She crept nearer, a tall, slender shape, with mouse-colored hair waving down her back, and a scarlet cap pulled jauntily over her brow—the delightful feeling of adventure tingling in her veins. Yes, the gap was there, it had not been mended yet—she would penetrate and see for herself who this intruder could be.
She climbed through and stole along the orchard and up to the house. Signs of mending were around the windows, in the shape of a new board here and there in the shutters; but nothing further. She peeped over the low sill, and there her eyes met those of an old man seated in a shabby armchair, amid piles and piles of books. He had evidently been reading while he smoked a long, clay pipe.

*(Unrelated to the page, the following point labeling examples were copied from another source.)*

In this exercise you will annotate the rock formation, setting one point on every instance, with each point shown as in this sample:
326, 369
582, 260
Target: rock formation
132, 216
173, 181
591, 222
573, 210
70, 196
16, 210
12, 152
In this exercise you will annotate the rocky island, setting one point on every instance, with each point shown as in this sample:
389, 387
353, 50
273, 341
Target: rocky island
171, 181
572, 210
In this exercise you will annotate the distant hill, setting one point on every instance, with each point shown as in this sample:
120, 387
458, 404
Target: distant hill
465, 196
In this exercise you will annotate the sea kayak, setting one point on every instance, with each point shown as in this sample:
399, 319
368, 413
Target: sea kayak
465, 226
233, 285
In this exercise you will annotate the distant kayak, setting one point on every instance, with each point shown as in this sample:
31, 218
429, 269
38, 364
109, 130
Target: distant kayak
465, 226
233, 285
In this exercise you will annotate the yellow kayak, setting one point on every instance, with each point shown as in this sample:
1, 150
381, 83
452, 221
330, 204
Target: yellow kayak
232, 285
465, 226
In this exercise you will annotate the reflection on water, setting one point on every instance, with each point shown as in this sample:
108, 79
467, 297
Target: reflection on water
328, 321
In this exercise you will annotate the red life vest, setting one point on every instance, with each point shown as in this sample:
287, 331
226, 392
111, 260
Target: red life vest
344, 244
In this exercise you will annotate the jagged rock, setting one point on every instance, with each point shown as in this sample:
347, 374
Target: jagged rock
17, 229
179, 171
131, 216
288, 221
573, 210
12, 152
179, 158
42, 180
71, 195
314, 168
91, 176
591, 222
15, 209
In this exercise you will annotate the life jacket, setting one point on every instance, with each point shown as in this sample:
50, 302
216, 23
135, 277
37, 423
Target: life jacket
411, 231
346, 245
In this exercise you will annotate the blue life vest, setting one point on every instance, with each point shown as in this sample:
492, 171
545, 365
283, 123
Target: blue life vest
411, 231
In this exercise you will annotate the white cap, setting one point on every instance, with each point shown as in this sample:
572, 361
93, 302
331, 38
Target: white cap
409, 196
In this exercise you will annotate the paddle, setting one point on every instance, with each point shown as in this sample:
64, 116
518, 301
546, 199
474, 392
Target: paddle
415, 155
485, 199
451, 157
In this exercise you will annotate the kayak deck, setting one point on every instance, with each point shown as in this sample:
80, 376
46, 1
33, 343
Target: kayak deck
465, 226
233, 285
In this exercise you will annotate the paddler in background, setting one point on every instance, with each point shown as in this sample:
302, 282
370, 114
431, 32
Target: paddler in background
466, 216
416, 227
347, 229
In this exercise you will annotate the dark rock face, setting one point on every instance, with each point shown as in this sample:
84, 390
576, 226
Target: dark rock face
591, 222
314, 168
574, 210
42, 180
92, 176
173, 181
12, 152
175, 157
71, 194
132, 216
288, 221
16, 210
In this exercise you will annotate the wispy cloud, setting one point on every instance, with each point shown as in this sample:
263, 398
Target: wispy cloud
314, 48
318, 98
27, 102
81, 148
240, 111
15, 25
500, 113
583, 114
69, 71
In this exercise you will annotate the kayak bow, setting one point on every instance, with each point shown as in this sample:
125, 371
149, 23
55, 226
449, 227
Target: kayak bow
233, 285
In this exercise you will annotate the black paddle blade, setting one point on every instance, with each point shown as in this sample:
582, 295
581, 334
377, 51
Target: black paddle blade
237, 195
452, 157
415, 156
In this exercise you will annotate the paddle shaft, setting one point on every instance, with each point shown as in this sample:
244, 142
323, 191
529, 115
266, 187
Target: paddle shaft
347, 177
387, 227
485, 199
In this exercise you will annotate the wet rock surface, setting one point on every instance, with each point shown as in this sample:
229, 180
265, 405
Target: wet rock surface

He was a fine old man with a splendid presence, his gray hair was longer than is usual and a silvery beard flowed over his chest.
Halcyone at once likened him to Cheiron in the picture of him in her volume of Kingsley's "Heroes."
They stared at one another and the old man rose and came to the window.
Halcyone did not move.
"Who are you, little girl?" he said. "And what do you want?"
"I want to know who you are, and why you have come here?" she answered fearlessly. "I am Halcyone, you know."
The old man smiled.
"That ought to tell me everything," he said, gravely, "but unfortunately it does not! Who is Halcyone?"